0
0
Pandasdata~15 mins

info() for column types and nulls in Pandas - Deep Dive

Choose your learning style9 modes available
Overview - info() for column types and nulls
What is it?
The info() function in pandas is a quick way to see a summary of a DataFrame. It shows the number of rows, columns, data types of each column, and how many non-null values each column has. This helps you understand the structure and completeness of your data at a glance.
Why it matters
Without info(), you might waste time guessing what your data looks like or miss important details like missing values or wrong data types. This function helps you spot problems early, so you can clean and prepare your data correctly before analysis. It saves time and prevents errors in your work.
Where it fits
Before using info(), you should know how to load data into pandas DataFrames. After learning info(), you can move on to handling missing data, converting data types, and exploring data with other pandas functions.
Mental Model
Core Idea
info() is like a quick health check that tells you the shape, type, and completeness of your data columns.
Think of it like...
Imagine info() as a doctor’s quick checkup report for your dataset, showing which parts are healthy (complete) and which parts need attention (missing or wrong types).
┌───────────────────────────────┐
│ DataFrame info() summary      │
├─────────────┬───────────────┤
│ Column Name │ Data Type     │
├─────────────┼───────────────┤
│ col1        │ int64         │
│ col2        │ float64       │
│ col3        │ object (text) │
├─────────────┴───────────────┤
│ Non-null counts per column    │
│ Total rows: 1000             │
│ col1: 1000 non-null          │
│ col2: 950 non-null           │
│ col3: 1000 non-null          │
└───────────────────────────────┘
Build-Up - 6 Steps
1
FoundationWhat info() Shows by Default
🤔
Concept: Learn the basic output of info() including row count, column count, data types, and non-null counts.
When you call df.info() on a DataFrame, it prints the number of rows and columns, lists each column with its data type, and shows how many non-null values each column has. This helps you quickly see if any columns have missing data and what type of data each column holds.
Result
A summary printout showing total rows, columns, each column's data type, and non-null counts.

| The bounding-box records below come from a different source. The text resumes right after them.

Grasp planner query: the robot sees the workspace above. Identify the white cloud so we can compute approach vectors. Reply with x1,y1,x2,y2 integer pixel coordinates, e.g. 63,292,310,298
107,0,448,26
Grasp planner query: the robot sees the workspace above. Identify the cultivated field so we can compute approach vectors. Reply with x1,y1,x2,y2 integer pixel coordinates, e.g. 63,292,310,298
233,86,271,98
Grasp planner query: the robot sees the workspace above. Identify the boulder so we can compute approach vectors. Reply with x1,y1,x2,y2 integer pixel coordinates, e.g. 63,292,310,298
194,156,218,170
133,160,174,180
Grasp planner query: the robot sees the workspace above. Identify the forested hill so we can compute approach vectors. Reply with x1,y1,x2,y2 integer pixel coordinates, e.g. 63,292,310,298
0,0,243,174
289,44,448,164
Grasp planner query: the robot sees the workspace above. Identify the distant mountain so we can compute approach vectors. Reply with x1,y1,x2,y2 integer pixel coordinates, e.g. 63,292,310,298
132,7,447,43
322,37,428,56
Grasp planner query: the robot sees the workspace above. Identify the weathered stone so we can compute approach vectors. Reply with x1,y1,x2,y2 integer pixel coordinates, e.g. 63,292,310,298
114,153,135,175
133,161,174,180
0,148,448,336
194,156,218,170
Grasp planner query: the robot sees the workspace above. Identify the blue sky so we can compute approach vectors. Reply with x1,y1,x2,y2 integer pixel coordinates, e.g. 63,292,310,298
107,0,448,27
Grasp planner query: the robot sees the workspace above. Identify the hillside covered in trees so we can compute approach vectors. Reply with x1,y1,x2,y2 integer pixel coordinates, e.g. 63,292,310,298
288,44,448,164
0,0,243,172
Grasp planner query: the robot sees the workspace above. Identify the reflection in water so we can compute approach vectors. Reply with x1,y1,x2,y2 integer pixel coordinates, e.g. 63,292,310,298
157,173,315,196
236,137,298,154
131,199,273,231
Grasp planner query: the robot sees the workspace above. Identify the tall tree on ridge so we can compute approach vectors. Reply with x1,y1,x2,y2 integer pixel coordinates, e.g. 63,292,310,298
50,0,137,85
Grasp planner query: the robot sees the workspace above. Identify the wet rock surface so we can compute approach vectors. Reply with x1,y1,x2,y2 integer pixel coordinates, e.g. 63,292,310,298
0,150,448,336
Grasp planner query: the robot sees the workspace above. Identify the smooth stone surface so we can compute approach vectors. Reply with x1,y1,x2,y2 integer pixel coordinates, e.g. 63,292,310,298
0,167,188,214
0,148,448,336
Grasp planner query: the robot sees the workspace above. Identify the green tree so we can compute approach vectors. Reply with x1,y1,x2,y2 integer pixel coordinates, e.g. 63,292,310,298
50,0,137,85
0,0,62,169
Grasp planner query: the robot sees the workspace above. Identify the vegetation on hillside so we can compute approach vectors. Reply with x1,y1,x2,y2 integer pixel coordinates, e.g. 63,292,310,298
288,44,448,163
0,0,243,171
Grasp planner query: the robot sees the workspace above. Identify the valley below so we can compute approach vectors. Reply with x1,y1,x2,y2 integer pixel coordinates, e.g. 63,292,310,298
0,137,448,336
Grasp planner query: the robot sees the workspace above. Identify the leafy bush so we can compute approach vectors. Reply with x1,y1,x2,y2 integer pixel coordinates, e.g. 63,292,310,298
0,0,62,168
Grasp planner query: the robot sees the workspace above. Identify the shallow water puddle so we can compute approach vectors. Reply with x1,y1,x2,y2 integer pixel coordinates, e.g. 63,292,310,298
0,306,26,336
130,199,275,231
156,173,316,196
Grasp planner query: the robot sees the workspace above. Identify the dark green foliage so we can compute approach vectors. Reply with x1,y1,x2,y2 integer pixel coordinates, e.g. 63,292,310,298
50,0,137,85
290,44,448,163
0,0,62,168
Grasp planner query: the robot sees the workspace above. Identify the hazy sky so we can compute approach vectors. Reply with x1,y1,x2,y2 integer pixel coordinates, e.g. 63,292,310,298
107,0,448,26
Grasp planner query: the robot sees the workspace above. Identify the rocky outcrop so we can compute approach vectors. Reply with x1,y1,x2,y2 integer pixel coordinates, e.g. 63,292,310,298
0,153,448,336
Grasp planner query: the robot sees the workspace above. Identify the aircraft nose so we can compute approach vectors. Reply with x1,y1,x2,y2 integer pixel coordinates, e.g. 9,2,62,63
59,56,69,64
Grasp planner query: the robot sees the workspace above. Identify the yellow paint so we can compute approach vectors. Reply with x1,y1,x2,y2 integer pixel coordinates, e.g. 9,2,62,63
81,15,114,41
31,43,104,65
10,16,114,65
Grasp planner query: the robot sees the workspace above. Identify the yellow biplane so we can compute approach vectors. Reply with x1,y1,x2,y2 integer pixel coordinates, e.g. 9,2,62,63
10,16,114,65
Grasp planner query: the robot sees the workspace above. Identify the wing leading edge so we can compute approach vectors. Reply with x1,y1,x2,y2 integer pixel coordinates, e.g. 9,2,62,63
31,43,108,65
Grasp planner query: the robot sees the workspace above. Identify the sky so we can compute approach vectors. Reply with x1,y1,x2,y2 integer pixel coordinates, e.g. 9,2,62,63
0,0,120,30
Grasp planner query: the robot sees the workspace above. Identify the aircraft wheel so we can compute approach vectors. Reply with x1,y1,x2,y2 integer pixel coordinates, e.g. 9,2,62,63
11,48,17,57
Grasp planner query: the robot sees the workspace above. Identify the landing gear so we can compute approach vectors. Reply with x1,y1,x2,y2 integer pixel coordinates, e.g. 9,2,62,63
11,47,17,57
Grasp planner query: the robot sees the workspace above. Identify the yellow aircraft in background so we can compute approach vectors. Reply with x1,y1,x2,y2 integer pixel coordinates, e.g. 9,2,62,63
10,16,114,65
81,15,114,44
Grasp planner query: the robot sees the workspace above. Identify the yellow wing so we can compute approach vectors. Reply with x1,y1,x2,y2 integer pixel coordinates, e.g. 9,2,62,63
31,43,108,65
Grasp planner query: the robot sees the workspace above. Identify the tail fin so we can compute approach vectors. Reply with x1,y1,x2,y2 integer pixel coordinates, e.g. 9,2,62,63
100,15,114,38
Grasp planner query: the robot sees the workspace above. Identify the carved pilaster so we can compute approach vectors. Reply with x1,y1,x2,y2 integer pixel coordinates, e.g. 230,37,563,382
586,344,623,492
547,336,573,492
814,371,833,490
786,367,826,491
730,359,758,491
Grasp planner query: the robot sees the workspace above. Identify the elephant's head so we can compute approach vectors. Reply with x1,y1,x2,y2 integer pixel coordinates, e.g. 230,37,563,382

Understanding the default info() output is the first step to quickly assessing your dataset’s structure and completeness.
2
FoundationData Types and Null Counts Explained
🤔
Concept: Understand what data types and non-null counts mean in the context of a DataFrame.
Data types tell you what kind of data is stored in each column, like numbers or text. Non-null counts tell you how many values are present and not missing. For example, if a column has 1000 rows but only 950 non-null, it means 50 values are missing.
Result
Clear understanding of what data types and null counts represent in your data.
Knowing these basics helps you identify columns that need cleaning or type conversion.
3
IntermediateUsing info() with Memory Usage Details
🤔Before reading on: do you think info() shows memory usage by default or do you need to ask for it? Commit to your answer.
Concept: Learn how to get memory usage details from info() to understand your DataFrame’s size in memory.
By default, info() shows memory usage. But if you call df.info(memory_usage='deep'), it will estimate how much memory each column uses, including the memory for text data. This helps when working with large datasets to optimize memory.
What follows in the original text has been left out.